11^th World Congress and Expo on Cell & Stem Cell Research March 25-26, 2019 Hong Kong, China

Biography:

John W Rumsey is leading and performing biomedical research in the areas of neural tissue engineering and cell metabolism serves as a foundation for research into establishing human-on-a-chip systems that mimic the structural, physiological and metabolic properties of the in-system tissues. He had experience in establishing models of spinal cord and sensory neuron myelination with node of Ranvier formation and contractile skeletal muscle myotubes. He also had experience in using photolithography and bioMEMs devices integrated with primary cells to direct growth, differentiation, and functional property maturation of neurons and muscle.
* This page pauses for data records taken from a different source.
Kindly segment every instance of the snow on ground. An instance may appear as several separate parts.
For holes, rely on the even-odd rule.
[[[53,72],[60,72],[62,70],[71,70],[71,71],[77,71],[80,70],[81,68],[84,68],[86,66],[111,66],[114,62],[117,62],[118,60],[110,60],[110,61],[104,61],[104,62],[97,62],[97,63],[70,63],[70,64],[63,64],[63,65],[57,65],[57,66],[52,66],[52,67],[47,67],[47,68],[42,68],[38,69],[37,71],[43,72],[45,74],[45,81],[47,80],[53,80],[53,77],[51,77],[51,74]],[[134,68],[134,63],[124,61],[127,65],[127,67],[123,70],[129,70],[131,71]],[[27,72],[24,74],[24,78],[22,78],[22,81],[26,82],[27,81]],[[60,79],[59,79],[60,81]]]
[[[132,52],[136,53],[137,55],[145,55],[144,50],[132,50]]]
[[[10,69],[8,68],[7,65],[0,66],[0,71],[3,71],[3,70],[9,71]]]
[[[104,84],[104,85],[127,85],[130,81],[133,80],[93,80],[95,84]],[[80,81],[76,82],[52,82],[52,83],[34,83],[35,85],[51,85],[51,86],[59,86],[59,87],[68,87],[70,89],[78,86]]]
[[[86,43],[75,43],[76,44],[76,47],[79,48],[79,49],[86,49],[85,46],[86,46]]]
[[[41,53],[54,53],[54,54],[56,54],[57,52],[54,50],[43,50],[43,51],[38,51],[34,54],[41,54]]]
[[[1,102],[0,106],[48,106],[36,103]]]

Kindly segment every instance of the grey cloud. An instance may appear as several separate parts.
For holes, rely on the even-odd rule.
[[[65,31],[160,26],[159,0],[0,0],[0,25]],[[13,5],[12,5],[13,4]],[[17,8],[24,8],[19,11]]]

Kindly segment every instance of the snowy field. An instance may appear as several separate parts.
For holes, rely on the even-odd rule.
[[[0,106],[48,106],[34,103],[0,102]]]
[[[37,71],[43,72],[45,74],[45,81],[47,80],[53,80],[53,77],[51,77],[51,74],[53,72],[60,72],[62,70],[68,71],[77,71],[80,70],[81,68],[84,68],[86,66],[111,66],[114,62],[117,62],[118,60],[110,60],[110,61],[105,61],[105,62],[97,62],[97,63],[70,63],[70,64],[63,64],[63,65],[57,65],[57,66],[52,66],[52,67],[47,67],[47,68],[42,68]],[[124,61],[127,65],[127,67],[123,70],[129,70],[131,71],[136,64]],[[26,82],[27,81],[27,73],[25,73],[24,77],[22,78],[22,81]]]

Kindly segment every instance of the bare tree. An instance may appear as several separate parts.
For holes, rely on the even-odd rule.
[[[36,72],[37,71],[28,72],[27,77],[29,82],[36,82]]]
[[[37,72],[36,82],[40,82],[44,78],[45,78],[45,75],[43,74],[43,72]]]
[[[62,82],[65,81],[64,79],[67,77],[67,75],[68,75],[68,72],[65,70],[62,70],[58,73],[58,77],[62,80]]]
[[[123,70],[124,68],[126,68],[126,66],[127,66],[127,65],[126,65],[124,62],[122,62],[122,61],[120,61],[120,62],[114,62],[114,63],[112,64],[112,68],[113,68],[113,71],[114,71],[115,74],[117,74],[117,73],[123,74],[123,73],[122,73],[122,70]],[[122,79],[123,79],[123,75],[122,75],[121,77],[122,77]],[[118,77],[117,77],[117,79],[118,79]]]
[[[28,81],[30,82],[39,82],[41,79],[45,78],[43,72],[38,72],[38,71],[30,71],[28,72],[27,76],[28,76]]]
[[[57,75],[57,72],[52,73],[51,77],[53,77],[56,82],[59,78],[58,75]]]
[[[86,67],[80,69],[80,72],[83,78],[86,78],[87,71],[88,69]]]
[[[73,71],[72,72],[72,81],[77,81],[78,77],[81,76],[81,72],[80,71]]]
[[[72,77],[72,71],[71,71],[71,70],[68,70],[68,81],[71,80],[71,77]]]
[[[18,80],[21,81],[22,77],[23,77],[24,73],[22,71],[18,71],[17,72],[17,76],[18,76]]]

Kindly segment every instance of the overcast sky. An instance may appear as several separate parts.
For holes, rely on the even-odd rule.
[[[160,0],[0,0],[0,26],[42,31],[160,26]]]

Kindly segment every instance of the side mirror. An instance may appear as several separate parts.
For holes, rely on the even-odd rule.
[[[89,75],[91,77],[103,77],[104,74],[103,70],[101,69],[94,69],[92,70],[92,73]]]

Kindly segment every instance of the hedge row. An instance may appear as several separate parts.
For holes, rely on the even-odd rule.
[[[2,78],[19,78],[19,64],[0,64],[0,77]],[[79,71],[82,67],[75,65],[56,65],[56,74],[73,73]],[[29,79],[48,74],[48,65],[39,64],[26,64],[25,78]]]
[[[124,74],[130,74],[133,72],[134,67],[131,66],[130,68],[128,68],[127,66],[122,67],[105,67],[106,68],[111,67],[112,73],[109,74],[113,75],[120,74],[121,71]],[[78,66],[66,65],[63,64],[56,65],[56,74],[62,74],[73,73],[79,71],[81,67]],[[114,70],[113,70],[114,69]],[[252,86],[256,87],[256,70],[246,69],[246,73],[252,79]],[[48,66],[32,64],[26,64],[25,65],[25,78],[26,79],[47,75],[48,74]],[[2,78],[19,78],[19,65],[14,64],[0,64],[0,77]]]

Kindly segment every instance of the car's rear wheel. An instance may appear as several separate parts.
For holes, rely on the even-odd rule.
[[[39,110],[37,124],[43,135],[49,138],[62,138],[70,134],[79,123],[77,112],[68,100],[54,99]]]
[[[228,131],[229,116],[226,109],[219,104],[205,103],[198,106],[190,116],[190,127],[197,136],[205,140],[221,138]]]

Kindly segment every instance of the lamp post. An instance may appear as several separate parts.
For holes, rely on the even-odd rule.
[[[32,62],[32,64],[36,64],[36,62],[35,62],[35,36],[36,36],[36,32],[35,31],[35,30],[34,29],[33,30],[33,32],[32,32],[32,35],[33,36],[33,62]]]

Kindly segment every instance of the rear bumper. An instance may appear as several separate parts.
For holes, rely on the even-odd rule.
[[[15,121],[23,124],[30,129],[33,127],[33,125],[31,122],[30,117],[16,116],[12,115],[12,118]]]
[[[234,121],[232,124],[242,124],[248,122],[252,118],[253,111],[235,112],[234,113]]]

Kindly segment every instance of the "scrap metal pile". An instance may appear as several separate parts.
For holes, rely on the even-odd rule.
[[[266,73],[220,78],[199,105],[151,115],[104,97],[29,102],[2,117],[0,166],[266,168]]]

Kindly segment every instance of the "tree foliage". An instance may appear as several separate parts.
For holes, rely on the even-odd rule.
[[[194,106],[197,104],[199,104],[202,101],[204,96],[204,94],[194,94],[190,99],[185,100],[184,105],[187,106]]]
Additionally, he has investigated the metabolic programming of skeletal muscle using in vivo and in vitro models, ultimately elucidating the role of the PGC-1 family of transcriptional co-activators in oxidative metabolic programming, fiber type determination and the endurance phenotype. At Hesperos, Inc. he had been involved in the development of human-on-a-chip models of physiology and disease using organ modules including cortical neurons, motoneurons, skeletal muscle, liver, cardiomyocytes, adipocytes, kidney and various barrier tissues. These human-on-a-chip model systems have been used for disease modeling and drug discovery purposes.

 

Abstract:

The utilization of human-on-a-chip (HoaC) systems for compound efficacy and safety testing which could ultimately lead to precision, personalized medicine is a topic that has recently received much attention. Of critical importance to the development of these systems is the incorporation of organ modules derived from human stem cells. Stem cells provide an inexhaustible source of cells that can be differentiated in multiple lineages with induced pluripotent stem cells (iPSCs) serving as the benchmark for personalized medicine. Key characteristics needed for these systems are the ability for organ-to-organ communication in a serum-free recirculating medium, and incorporation of induced pluripotent stem cells that allow for understanding individuals’ genetic variation and for construction of systems using diseased patients’ cells. Additionally, real-time monitoring of organ health and physiology using non-invasive, functional readouts is a desirable system characteristic for repeat dose or chronic drug treatment programs. Currently, these are only possible using animal models or human clinical trials. Hesperos has constructed stem cell-based, human body-on-a-chip systems demonstrating physiological responses to compounds in configurations of up to five organs. System configurations have included stem cell-derived cardiomyocytes, skeletal muscle myotubes, brain micro vascular endothelial cells, motoneurons, sensory neurons and cortical neurons. Acute and chronic compound testing in our HoaC systems (>28days) has generated responses similar to those seen in clinical data or reports in the literature.